Cosa dicono i numeri
Dati alla mano, la contrazione del settore pesa diversamente sugli editori. Per quelli fino a un milione di euro di venduto nei canali trade si traduce in un calo del 4,9%, per quelli tra uno e cinque milioni di venduto in un -3,6%, mentre per gli editori oltre i cinque milioni di venduto un -0,7%.
I grandi gruppi restano in territorio positivo, con una crescita del +0,3%: la loro quota di mercato cresce e si attesta al 53,3%, quella degli editori medio e piccoli al 46,7%.
Tiene la narrativa
Per quanto riguarda i generi, solo la narrativa è in territorio positivo. Quella italiana cresce del 6,1%, quella di autore straniero dell’1,3%. La saggistica specialistica perde invece il -5,6%, i fumetti il -5%, la manualistica il -2,9%, la saggistica generale il -2,6% e i libri per bambini e ragazzi il -1,2%.
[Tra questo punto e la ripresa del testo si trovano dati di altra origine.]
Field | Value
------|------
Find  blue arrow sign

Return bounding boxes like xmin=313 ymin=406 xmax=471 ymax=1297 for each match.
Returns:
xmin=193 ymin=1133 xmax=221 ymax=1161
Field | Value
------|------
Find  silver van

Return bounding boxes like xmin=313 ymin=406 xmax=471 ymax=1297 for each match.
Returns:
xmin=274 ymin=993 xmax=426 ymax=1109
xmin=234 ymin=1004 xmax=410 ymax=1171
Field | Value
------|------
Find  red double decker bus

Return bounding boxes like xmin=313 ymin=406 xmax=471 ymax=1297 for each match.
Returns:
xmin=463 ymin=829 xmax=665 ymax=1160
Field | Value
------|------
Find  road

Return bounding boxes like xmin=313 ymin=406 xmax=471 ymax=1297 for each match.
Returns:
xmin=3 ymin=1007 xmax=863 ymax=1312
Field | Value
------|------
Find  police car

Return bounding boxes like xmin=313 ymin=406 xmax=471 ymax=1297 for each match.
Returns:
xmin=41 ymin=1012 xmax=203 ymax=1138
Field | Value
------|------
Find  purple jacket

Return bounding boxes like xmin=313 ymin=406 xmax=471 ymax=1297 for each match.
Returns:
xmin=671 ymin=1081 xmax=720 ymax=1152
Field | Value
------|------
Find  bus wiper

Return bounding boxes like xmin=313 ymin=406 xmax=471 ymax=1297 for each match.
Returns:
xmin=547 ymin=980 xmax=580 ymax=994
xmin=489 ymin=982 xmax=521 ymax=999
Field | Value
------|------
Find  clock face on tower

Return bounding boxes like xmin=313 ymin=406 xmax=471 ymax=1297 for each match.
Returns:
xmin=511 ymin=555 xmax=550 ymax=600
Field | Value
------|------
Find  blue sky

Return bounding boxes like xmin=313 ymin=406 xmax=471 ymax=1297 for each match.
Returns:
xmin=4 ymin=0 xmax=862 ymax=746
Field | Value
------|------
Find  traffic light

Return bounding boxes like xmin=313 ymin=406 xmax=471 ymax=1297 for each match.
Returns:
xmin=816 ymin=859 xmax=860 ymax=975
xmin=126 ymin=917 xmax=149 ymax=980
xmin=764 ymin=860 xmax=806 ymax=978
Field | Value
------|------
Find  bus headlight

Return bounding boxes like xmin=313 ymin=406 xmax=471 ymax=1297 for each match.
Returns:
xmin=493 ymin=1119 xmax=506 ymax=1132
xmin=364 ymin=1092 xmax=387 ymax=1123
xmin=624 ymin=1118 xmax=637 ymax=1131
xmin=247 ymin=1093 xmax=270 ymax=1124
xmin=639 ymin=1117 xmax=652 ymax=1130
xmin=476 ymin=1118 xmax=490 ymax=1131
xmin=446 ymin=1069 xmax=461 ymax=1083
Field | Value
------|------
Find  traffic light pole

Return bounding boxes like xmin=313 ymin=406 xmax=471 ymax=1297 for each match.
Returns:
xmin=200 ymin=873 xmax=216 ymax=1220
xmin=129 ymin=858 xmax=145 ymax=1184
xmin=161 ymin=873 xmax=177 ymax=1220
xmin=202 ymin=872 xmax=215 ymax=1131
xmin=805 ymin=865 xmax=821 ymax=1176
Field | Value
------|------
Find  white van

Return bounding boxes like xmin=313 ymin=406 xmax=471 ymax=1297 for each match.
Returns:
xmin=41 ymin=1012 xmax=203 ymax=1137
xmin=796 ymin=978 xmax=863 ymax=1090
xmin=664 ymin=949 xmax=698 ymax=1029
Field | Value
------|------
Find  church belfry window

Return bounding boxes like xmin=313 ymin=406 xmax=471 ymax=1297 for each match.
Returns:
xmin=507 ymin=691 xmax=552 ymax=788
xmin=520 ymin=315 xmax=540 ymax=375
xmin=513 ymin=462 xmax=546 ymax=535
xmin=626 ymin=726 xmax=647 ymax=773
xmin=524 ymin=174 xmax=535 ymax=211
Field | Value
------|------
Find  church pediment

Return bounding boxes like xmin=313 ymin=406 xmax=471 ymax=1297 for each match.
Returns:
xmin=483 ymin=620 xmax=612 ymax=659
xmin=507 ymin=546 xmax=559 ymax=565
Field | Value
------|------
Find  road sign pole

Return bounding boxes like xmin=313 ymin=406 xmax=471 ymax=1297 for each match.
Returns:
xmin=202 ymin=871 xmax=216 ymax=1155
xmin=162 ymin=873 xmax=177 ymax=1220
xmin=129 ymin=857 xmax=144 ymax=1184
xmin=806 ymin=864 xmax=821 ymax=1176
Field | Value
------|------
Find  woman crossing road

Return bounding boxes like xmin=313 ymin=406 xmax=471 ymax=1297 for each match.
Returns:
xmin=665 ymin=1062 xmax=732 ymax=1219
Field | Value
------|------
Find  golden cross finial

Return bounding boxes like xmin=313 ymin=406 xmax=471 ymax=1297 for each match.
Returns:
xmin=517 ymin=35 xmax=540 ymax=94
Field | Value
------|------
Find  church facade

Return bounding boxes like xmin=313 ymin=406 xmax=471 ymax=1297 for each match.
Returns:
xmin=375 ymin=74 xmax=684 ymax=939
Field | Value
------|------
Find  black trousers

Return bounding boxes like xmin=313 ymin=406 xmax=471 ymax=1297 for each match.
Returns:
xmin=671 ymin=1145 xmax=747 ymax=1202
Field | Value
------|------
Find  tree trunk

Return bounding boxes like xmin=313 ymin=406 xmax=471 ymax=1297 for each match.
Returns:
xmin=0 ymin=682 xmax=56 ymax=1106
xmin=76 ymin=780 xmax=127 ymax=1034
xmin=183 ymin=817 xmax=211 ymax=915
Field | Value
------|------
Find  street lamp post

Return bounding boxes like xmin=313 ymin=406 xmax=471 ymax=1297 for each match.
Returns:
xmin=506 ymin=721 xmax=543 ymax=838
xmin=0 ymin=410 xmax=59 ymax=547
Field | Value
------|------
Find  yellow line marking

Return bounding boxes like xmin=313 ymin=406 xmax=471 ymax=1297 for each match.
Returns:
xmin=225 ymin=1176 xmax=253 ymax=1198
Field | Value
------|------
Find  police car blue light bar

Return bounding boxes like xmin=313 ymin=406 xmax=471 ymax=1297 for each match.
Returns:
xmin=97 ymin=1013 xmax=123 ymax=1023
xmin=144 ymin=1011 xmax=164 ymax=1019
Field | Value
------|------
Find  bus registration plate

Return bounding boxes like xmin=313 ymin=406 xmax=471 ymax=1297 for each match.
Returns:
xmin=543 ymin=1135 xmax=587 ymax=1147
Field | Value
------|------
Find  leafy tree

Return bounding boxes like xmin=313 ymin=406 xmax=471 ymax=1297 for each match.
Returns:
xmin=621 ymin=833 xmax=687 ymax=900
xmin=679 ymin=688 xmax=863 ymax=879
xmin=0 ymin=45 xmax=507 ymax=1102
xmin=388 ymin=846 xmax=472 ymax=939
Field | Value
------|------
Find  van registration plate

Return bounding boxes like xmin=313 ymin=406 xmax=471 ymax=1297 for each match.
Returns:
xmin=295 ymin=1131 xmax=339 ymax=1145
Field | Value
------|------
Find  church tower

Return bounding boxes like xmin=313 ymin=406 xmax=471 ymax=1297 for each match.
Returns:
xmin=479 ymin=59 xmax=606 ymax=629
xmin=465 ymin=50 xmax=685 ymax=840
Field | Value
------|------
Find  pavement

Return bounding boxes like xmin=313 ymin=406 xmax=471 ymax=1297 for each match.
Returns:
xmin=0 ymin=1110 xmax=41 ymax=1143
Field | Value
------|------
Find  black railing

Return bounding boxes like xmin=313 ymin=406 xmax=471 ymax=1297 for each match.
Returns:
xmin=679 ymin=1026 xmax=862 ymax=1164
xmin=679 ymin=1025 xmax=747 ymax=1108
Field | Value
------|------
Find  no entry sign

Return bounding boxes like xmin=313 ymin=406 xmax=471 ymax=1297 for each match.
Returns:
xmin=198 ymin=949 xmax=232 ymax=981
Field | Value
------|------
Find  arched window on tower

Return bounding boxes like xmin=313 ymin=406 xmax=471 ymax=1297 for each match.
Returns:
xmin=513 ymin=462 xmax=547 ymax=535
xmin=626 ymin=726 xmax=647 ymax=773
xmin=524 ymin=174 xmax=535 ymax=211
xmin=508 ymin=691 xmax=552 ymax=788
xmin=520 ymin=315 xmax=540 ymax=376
Sono numeri che si riflettono nella top 10, dove si trovano ben otto romanzi (sei di autori italiani). La top 10 degli editori con venduto sotto i 5 milioni di euro è invece dominata da saggistica e romance (vedi allegati).


Crescono le librerie
Per quanto riguarda i canali di vendita (questi dati non sono forniti da NielsenIQ-GfK, ma sono rielaborazioni di AIE su dati di fonte diversa), crescono ancora le librerie fisiche raggiungendo quota 54,5% del mercato nei primi dieci mesi del 2024, l’online cala al 40,9% e continua la crisi della grande distribuzione (4,6%).
Misure ad hoc e incentivi per i giovani
“Gli editori italiani si apprestano a chiudere un 2024 difficile non solo a causa della congiuntura, ma anche per il mancato rinnovo o la modifica di strumenti di sostegno alla domanda che bene avevano funzionato negli anni precedenti”, ha spiegato il presidente di AIE Innocenzo Cipolletta.
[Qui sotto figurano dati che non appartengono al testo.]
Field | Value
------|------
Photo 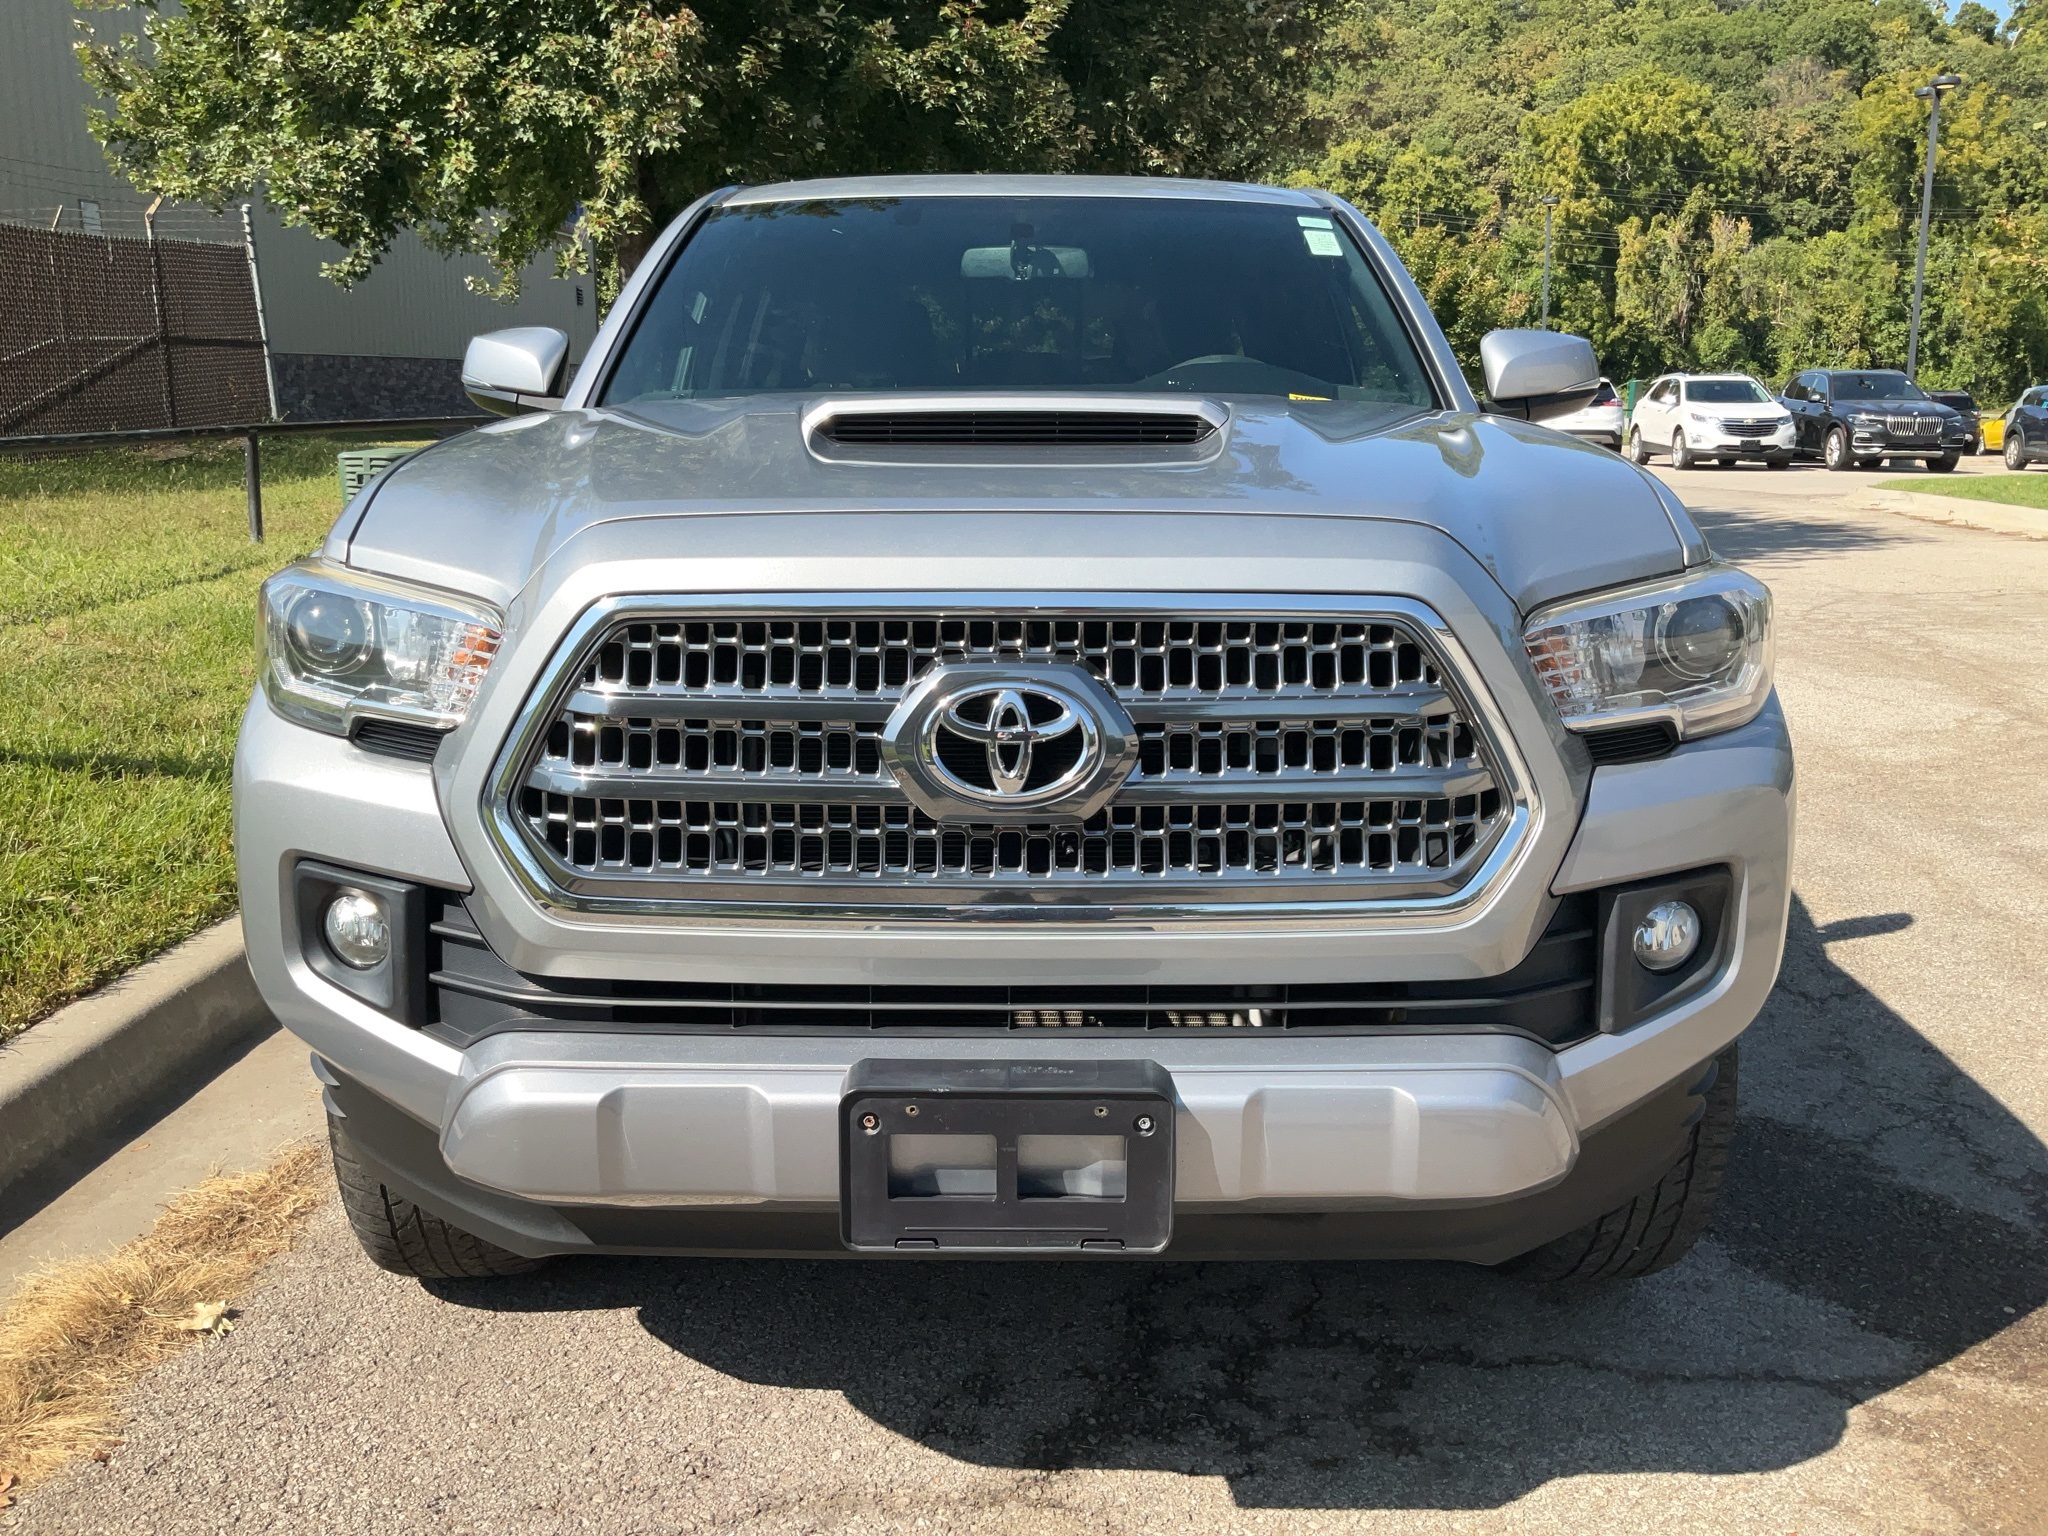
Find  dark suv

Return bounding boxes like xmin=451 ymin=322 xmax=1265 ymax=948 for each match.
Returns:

“Il ripristino dei finanziamenti speciali per le biblioteche pari a 30 milioni l’anno annunciato dal ministro Alessandro Giuli è un primo segnale che arriva dal governo verso un necessario cambio di rotta. Ma chiediamo al ministro un ulteriore impegno, soprattutto sul fronte delle carte Cultura e del Merito per i neo-diciottenni, che non stanno funzionando come dovrebbero. E più attenzione proprio a chi più sente questo momento di crisi e quindi deve essere accompagnato e sostenuto con maggiore forza”.
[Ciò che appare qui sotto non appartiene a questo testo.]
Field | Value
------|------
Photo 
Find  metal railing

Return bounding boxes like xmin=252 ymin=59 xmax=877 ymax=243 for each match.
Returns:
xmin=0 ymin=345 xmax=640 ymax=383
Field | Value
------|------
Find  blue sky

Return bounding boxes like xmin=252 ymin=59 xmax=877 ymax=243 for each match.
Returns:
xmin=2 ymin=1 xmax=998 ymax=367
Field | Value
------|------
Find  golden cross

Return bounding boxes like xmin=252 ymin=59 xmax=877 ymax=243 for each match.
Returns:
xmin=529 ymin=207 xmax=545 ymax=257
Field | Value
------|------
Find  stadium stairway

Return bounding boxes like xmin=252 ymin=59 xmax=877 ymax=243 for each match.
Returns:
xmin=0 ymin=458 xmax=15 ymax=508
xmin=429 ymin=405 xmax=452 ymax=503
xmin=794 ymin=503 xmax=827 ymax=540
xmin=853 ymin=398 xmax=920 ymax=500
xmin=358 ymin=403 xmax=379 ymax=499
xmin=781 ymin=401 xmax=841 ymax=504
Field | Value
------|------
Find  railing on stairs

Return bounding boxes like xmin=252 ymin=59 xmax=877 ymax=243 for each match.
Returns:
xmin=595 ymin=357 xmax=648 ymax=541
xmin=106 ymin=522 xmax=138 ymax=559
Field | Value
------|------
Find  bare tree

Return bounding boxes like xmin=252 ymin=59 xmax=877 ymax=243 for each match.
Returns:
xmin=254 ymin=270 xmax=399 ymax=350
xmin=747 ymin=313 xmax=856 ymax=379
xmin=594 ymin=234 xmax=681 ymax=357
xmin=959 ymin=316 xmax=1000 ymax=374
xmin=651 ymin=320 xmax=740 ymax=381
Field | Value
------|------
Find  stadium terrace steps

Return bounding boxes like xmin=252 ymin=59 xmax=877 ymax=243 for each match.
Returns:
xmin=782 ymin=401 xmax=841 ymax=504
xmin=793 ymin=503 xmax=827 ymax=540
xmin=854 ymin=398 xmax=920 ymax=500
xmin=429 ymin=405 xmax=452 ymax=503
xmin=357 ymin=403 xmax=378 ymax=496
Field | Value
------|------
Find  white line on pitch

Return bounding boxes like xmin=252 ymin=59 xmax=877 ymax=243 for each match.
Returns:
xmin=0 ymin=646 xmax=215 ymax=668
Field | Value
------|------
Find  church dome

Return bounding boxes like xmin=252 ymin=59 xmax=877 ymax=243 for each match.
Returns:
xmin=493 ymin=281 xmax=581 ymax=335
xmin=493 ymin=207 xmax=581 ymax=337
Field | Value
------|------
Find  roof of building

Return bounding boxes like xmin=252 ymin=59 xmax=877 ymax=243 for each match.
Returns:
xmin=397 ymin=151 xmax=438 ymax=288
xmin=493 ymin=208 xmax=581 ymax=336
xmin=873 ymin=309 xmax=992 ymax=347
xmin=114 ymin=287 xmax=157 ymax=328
“I dati confermano il momento di difficoltà per i piccoli editori, ha aggiunto, Lorenzo Armando, presidente del Gruppo Piccoli editori di AIE, che hanno bisogno di politiche pubbliche industriali dedicate che siano efficaci e che permettano loro di continuare ad alimentare con le loro proposte il mercato. Serve anche uno sforzo di efficientamento della filiera”.
“Il mercato editoriale ha nella coesistenza di piccole realtà e grandi gruppi una delle basi del pluralismo e del suo corretto funzionamento, a tutto vantaggio dei lettori”, ha concluso.